Tak jak spekulowano, David Cameron zapowiedział renegocjację unijnych traktatów. Ma to poprzedzić referendum, w którym Brytyjczycy mają się wypowiedzieć o przyszłości ich kraju w Unii Europejskiej. Nadszedł czas, by postawić pytanie o Europę w brytyjskiej polityce. Mówię Brytyjczykom: to będzie wasza decyzja - deklarował Cameron.

Reklama

Brytyjski premier przyznał, że Brytyjczycy znajdują się na granicy, jeśli chodzi o wolę pozostania w Unii Europejskiej. Podkreślał, że Wspólnota wymaga reform, bo nie jest już - jak dawniej - nastawiona na dbanie o pokój, ale o stabilność gospodarczą i dobrobyt. Apelował, by Unia była bardziej elastyczna, opowiedział się również za pozostawieniem większej swobody władzom poszczególnych krajów.

Mówiąc o referendum, przypomniał, że w 2015 roku Wielką Brytanię czekają wybory parlamentarne. Wtedy Konserwatyści poproszą Brytyjczyków o mandat do prowadzenia negocjacji w sprawie warunków funkcjonowania Londynu we Wspólnocie. Gdy już wynegocjujemy te nowe warunki, rozpiszemy referendum, w którym wybór będzie bardzo prosty: zostać w Unii na nowych zasadach, albo wyjść z niej - zadeklarował Cameron. Dodał, że zadawanie takiego pytania dziś byłoby "fałszywym wyborem", ponieważ teraz Unia boryka się z kryzysem gospodarczym i to jest jej priorytet. Poza tym nie wiadomo, w jakim kształcie Wspólnota z kryzysu wyjdzie.

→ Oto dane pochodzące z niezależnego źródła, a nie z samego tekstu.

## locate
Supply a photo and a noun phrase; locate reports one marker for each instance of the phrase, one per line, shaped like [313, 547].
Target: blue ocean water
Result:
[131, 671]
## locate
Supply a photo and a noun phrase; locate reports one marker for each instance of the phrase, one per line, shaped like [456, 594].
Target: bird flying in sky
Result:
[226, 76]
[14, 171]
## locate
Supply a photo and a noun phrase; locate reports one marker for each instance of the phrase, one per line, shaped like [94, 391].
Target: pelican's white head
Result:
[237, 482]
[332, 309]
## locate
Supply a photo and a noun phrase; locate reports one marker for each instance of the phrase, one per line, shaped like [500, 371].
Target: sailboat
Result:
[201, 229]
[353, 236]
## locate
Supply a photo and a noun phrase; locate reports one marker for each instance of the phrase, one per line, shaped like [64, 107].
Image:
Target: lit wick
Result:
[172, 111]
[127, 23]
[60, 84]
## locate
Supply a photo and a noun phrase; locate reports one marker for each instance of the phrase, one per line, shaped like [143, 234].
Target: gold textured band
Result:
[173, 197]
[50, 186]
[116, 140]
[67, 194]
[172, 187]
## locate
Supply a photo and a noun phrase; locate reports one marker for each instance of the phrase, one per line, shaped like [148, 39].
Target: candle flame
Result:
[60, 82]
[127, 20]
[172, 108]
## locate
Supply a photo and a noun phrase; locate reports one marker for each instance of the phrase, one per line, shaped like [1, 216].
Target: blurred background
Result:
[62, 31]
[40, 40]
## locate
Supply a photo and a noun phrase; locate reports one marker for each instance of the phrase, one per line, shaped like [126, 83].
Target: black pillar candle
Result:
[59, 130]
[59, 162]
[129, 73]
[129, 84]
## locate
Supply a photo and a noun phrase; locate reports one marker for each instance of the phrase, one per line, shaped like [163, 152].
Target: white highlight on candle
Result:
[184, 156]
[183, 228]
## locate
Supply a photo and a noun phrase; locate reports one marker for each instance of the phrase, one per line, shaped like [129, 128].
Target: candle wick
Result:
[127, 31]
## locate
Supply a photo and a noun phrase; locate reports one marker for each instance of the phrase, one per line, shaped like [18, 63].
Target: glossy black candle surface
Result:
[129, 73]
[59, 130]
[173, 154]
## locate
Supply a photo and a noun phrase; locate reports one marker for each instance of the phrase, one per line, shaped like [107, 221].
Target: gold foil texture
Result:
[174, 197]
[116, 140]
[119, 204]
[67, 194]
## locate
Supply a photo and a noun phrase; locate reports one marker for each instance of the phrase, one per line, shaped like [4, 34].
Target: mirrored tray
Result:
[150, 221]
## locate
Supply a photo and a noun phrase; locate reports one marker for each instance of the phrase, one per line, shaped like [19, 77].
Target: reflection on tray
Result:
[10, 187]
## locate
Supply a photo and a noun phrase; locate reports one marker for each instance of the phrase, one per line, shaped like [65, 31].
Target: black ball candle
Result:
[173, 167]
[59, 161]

Cameron apelował jednocześnie o debatę nad korzyściami i ewentualnymi stratami wiążącymi się z wyjściem Wielkiej Brytanii z Unii Europejskiej. Odpowiadając na pojawiające się apele o to, by Londyn przyjął pozycję analogiczną do pozycji Oslo. Podkreślał jednak, że Norwegia jest krajem zupełnie innym od Wielkiej Brytanii, chociażby przez swe ogromne zasoby surowców energetycznych.

Reklama

Gdybyśmy wyszli z Unii Europejskiej, pozbawilibyśmy się możliwości podejmowania decyzji - mówił Cameron. Zapewnił, że nie chce, by Wielka Brytania, jeden z najsilniejszych krajów Wspólnoty, pozostawała na uboczu Europy, ponieważ - jak podkreślił - nigdy nie wyjdziemy z Europy.

David Cameron miał wystąpić z tym od dawna zapowiadanym przemówieniem w ubiegły piątek w Holandii. W ten sposób skierowałby je wyraźnie nie tylko do brytyjskiego elektoratu, ale i do pozostałych członków Unii. Ten plan pokrzyżował kryzys terrorystyczny w Algierii. Brytyjski premier wygłosił je zatem w kraju.